Abstract

This chapter discusses the agriculture and trade in the Colonial period of southern Maya Lowlands. Throughout the Colonial period, agricultural production remained far more than a subsistence enterprise. Evidence suggests that apparent demand for certain highly valued agricultural products, in particular cacao, continued to stimulate native entrepreneurial activity and the elaboration of native-controlled systems of interregional exchange. This observation is not intended to deny completely the long implicit assumption that the Southern Maya Lowlands remained unconquered because of the sheer ideological intransigence of the inhabitants. This ideological resistance, which remained a constant source of Spanish irritation, was but one aspect of a remarkable system of interregionally articulated Maya activity. This system was characterized by the Maya-controlled network of long-distance exchange, by the continuous movement of anti-Spanish refugees from northern Yucatan into the Southern Lowlands, and by the formation of Maya political alliances that reinforced the Maya ability to maintain systemic independence from Spanish meddling and colonial control.
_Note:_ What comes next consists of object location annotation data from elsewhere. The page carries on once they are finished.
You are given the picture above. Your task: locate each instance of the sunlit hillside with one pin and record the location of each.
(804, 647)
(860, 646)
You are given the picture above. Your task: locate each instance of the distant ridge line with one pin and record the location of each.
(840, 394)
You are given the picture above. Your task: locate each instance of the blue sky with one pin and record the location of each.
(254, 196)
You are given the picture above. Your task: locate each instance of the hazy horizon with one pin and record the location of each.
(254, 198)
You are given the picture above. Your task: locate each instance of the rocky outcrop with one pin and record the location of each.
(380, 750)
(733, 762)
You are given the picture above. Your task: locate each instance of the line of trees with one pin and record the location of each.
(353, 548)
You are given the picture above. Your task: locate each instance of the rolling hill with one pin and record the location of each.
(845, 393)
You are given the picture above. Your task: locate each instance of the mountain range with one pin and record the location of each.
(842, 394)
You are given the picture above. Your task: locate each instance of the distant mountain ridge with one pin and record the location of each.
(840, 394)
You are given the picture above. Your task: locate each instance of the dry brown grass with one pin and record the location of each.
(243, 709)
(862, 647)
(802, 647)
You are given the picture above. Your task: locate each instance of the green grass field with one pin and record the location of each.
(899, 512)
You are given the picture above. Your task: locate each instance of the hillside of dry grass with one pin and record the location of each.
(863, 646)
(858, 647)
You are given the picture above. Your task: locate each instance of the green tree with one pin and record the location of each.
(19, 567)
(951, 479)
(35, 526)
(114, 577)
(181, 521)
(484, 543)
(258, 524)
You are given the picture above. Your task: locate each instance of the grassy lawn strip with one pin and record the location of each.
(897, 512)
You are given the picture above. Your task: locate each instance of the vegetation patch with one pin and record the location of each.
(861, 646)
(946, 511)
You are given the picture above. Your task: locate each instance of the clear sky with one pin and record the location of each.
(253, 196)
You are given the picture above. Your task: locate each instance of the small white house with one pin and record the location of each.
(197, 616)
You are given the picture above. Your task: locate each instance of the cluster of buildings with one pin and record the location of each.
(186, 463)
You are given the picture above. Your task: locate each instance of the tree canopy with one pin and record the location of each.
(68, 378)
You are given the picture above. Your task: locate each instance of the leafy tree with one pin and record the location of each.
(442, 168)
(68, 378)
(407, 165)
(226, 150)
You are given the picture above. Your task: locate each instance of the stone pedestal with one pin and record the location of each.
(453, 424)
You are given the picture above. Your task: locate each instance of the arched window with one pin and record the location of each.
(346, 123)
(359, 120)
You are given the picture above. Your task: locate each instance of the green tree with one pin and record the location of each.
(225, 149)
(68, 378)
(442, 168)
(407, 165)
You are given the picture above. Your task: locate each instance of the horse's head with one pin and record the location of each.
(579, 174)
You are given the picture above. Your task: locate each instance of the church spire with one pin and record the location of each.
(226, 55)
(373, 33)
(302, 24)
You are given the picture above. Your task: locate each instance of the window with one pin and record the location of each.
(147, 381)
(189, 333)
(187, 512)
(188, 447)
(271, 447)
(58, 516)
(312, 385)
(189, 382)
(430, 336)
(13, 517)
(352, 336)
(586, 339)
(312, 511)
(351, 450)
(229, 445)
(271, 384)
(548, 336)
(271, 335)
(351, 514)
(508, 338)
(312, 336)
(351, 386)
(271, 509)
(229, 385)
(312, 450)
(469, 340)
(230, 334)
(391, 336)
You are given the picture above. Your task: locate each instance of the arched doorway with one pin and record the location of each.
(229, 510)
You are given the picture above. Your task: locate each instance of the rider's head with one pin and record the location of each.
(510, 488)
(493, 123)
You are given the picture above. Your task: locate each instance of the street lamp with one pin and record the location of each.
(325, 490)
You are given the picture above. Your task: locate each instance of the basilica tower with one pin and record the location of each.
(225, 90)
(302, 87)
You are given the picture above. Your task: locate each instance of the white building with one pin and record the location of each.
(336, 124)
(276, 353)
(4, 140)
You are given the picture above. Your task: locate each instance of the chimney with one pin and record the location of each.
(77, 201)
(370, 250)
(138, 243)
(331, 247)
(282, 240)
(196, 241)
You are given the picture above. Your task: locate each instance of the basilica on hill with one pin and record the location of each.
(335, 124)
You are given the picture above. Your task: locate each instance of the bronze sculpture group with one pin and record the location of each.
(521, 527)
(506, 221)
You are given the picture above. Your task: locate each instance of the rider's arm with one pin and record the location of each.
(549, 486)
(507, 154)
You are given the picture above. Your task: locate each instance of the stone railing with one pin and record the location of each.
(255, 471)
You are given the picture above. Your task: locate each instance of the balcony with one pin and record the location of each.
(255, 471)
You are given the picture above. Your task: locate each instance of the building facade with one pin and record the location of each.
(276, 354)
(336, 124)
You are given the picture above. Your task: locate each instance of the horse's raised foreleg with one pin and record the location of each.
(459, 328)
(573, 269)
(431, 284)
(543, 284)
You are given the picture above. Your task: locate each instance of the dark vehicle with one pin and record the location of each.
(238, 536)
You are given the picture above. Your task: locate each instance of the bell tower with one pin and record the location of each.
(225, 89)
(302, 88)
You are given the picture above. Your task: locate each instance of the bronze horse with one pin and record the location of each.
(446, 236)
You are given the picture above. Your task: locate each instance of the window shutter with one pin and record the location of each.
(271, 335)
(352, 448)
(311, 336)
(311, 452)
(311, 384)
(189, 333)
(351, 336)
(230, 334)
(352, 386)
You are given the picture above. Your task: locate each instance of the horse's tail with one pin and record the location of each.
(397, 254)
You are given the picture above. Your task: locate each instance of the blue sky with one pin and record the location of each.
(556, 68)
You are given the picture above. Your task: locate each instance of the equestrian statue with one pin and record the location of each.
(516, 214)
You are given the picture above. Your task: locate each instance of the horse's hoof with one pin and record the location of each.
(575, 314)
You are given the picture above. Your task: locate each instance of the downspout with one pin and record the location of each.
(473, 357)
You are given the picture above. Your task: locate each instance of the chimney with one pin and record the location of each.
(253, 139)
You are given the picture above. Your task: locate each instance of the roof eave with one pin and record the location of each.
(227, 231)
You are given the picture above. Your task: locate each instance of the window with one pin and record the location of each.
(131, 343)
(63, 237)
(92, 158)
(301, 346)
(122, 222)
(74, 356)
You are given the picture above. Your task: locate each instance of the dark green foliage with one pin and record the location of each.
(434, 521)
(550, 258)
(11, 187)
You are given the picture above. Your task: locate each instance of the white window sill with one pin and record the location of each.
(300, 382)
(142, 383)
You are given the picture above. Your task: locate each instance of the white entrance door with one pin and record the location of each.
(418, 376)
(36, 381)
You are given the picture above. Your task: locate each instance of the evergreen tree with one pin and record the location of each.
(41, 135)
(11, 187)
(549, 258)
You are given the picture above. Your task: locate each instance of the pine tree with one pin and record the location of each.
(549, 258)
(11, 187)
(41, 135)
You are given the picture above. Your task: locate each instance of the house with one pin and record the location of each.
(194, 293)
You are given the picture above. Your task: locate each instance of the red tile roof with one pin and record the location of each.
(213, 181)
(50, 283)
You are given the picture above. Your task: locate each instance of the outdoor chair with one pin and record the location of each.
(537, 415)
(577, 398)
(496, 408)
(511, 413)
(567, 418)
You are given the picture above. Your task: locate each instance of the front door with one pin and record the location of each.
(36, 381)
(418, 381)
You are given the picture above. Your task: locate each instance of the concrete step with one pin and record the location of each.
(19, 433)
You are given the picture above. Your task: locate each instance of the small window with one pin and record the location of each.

Throughout the Colonial period, the northern frontier of the Chan region was an open one, far more significant in terms of exchanges of people, ideas, and goods than the frontiers with Chontal/Chol-speaking neighbors to the south and west. This openness, coupled with the fact that the Chan region remained a poorly known frontier zone in the Spanish system for many years, was a major stimulus for agricultural diversity, interregional trade, and political interaction until the conquest of the Lake Petén Maya in 1697.